By Order of the Board of Directors
Dominique Gignoux
President
Gaithersburg, Maryland
April 3, 1995
DATA MEASUREMENT CORPORATION
PROXY
Proxy for Annual Meeting of Stockholders May 4,1995.
THIS PROXY IS SOLICITED ON BEHALF OF THE BOARD OF DIRECTORS
The undersigned holder of Common Stock acknowledges receipt of a
copy of the Notice of Annual Meeting of Stockholders of Data Measurement
Corporation ("Company") and the accompanying Proxy Statement dated April 3,
1995 and, revoking any proxy heretofore given, hereby constitutes and
appoints Dominique Gignoux and Sam Clatworthy and each of them, with full
power of substitution, as attorneys and proxies to appear and vote all shares
of Common Stock of the Company standing in the name of the undersigned which
the undersigned could vote if personally present and acting at the Annual
Meeting of Stockholders of the Company on Tuesday, May 4, 1995 at 4:00
o'clock P.M. Eastern Daylight Time, Mayflower Hotel, Washington D.C. and at
any adjournments or postponements thereof, upon the following items as set
forth in the Notice of Meeting and Proxy Statement and to vote according to
their discretion on all other matters which may be properly presented for
action at the Meeting and any adjournments or postponements thereof.
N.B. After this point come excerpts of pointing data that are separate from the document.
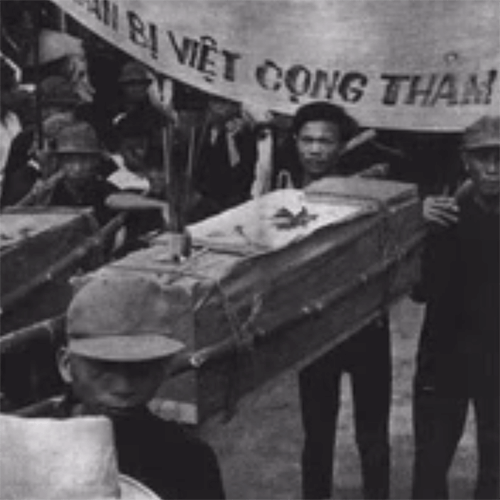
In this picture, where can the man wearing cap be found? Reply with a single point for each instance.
(458, 356)
(142, 119)
(120, 348)
(77, 151)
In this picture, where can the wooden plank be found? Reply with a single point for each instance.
(258, 314)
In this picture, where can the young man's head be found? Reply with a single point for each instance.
(481, 154)
(321, 131)
(120, 339)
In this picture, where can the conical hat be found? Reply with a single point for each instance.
(73, 459)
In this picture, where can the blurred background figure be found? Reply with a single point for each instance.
(226, 154)
(79, 155)
(26, 160)
(60, 54)
(10, 124)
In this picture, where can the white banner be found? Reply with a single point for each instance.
(426, 65)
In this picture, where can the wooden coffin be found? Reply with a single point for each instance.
(34, 245)
(273, 283)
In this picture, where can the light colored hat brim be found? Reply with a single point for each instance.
(125, 348)
(95, 152)
(483, 144)
(130, 489)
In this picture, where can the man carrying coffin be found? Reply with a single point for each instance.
(321, 132)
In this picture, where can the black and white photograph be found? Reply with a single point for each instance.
(249, 250)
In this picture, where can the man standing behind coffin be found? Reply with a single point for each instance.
(457, 361)
(321, 131)
(122, 333)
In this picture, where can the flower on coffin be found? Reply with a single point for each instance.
(286, 219)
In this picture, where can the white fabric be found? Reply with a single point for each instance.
(264, 166)
(9, 128)
(427, 64)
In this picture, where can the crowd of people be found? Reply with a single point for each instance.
(55, 151)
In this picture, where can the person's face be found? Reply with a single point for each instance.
(484, 169)
(136, 91)
(222, 110)
(79, 167)
(111, 387)
(318, 147)
(134, 151)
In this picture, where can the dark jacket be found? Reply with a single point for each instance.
(461, 286)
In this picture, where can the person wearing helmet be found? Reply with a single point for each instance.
(458, 355)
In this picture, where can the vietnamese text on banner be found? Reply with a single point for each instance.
(428, 65)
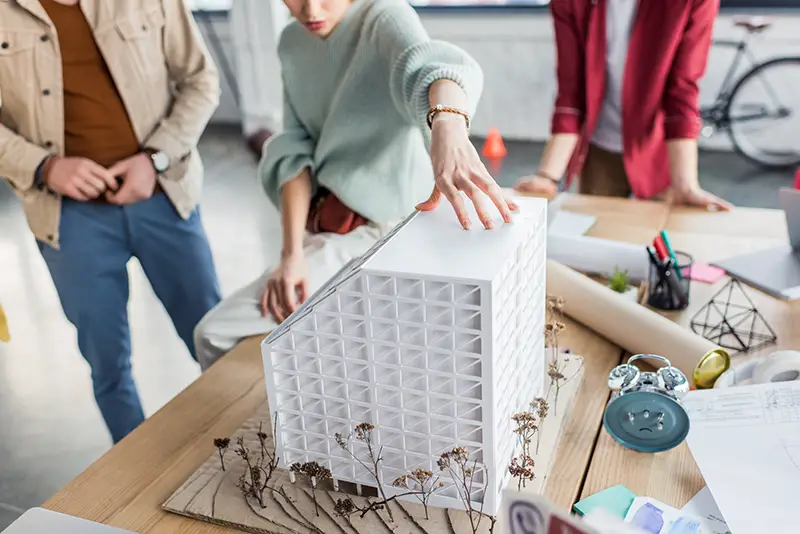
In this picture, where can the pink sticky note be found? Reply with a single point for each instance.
(703, 272)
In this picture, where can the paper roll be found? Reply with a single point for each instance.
(593, 255)
(741, 375)
(781, 366)
(632, 326)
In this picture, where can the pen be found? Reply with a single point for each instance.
(671, 252)
(674, 284)
(661, 249)
(653, 258)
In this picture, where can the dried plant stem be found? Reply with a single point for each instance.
(422, 484)
(456, 463)
(259, 470)
(363, 433)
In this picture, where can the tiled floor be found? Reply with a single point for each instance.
(50, 429)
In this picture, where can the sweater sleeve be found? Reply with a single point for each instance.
(414, 62)
(286, 154)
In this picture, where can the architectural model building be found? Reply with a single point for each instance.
(435, 337)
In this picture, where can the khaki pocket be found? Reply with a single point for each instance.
(17, 65)
(142, 36)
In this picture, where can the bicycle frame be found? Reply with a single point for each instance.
(742, 51)
(717, 114)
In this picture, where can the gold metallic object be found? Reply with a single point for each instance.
(710, 368)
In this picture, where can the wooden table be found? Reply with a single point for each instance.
(127, 486)
(673, 477)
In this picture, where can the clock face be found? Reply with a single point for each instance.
(160, 161)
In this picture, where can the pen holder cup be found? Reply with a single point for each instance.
(666, 289)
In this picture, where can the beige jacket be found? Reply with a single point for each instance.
(165, 75)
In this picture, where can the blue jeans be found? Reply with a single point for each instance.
(90, 275)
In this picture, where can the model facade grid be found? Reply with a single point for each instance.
(436, 338)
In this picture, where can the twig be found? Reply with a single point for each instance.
(422, 483)
(315, 473)
(456, 463)
(363, 433)
(222, 445)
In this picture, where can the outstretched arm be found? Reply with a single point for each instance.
(681, 106)
(423, 74)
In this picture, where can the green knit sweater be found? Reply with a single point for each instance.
(355, 106)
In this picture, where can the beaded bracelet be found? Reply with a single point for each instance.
(443, 109)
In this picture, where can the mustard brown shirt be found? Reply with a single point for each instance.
(96, 124)
(161, 69)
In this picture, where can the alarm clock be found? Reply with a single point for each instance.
(645, 412)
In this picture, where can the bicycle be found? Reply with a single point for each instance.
(744, 115)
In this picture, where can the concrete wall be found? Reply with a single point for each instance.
(517, 55)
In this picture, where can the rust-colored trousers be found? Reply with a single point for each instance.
(604, 174)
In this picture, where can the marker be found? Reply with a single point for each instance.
(671, 252)
(653, 258)
(661, 249)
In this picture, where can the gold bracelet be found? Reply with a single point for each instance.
(443, 109)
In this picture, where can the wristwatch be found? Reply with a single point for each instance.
(159, 159)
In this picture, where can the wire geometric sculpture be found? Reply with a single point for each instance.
(733, 326)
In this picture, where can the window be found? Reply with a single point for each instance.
(477, 3)
(209, 5)
(758, 4)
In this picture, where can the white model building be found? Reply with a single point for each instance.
(435, 337)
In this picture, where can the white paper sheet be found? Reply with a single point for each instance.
(568, 223)
(746, 442)
(593, 255)
(655, 517)
(705, 507)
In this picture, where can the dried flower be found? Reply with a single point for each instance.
(364, 431)
(344, 507)
(521, 468)
(540, 406)
(421, 483)
(222, 445)
(260, 466)
(315, 473)
(457, 464)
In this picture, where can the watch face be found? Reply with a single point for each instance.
(160, 161)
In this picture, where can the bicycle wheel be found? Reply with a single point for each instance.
(763, 114)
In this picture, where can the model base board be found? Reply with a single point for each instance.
(213, 495)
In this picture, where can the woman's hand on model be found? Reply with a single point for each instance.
(286, 288)
(458, 168)
(696, 196)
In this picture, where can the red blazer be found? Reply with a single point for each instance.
(667, 56)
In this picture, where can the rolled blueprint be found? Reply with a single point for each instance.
(593, 255)
(632, 326)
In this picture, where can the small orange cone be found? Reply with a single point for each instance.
(494, 148)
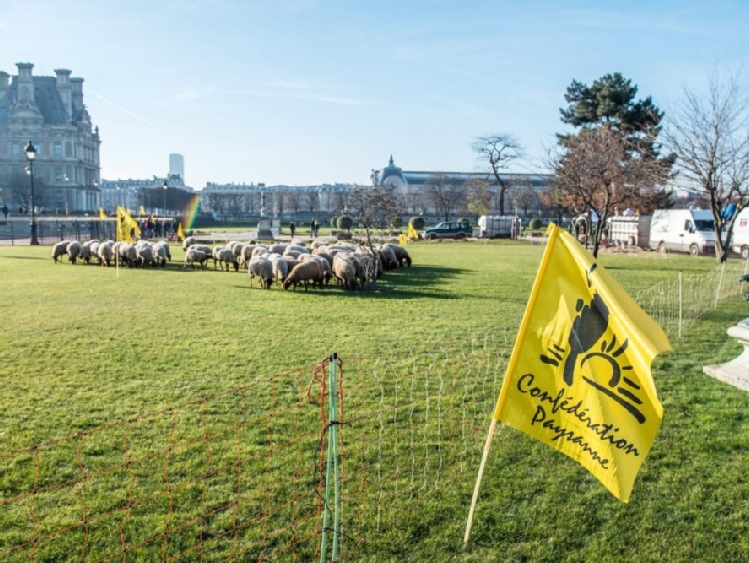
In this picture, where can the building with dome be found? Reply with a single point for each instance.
(416, 186)
(48, 111)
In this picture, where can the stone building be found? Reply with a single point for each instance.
(48, 111)
(417, 188)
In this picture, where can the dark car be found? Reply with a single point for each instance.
(449, 229)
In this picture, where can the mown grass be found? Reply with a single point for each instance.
(84, 347)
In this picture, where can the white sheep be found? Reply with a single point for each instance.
(309, 270)
(193, 256)
(225, 256)
(60, 249)
(280, 267)
(261, 267)
(105, 252)
(74, 250)
(344, 270)
(401, 254)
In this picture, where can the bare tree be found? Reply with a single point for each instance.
(478, 196)
(372, 208)
(311, 200)
(497, 153)
(597, 172)
(446, 193)
(710, 135)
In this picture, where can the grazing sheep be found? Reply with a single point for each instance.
(74, 250)
(145, 255)
(60, 249)
(290, 262)
(225, 256)
(309, 270)
(86, 254)
(388, 258)
(105, 253)
(344, 271)
(167, 250)
(261, 267)
(259, 250)
(193, 256)
(401, 254)
(280, 267)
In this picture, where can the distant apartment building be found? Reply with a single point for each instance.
(419, 189)
(177, 166)
(48, 111)
(241, 201)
All
properly executed proxies will be voted as indicated.
THE BOARD OF DIRECTORS RECOMMENDS A VOTE "FOR" THE ELECTION OF
DIRECTORS NOMINATED BY THE BOARD OF DIRECTORS AND "FOR" PROPOSAL 2. THE
PROXY, WHEN PROPERLY EXECUTED, WILL BE VOTED AS DIRECTED: IF NO DIRECTION IS
MADE, IT WILL BE VOTED "FOR" THE ELECTION OF DIRECTORS NOMINATED BY THE BOARD
OF DIRECTORS AND "FOR" PROPOSAL 2.
Whether or not you plan to attend this meeting, please sign and
return this proxy as promptly as possible in the enclosed post-paid envelope
to American Stock Transfer & Trust Company, 40 Wall Street - 46th Floor, New
York, New York 10005.
[X] Please mark your votes as in this example.
1. Election of Directors For [ ] Withheld [ ]
Nominees:
James Collins
Dominique Gignoux
Mashal Greenblatt
Gregory A. Harrison
Ira A. Hunt, Jr.
Frederick S. Rolandi
John D. Sanders
Bonnie K. Wachtel
For, except vote withheld from the following nominee(s):
________________________________________________________
2. In their discretion, the Proxies are authorized to vote upon such other
business as may properly come before the Meeting, and any adjournments or
postponements thereof.
For [ ] Against [ ] Abstain [ ]
I/We do ___ or do not ___ expect to attend this Meeting.
SIGNATURE(S) __________________________________ DATE ___________
NOTE : Please date and sign exactly as your name(s) appears. When signing
as an attorney, executor, administrator, trustee, or guardian, please give
full title as such. If more than one trustee, all should sign. All joint
owners should sign. Only authorized officers should sign for corporation.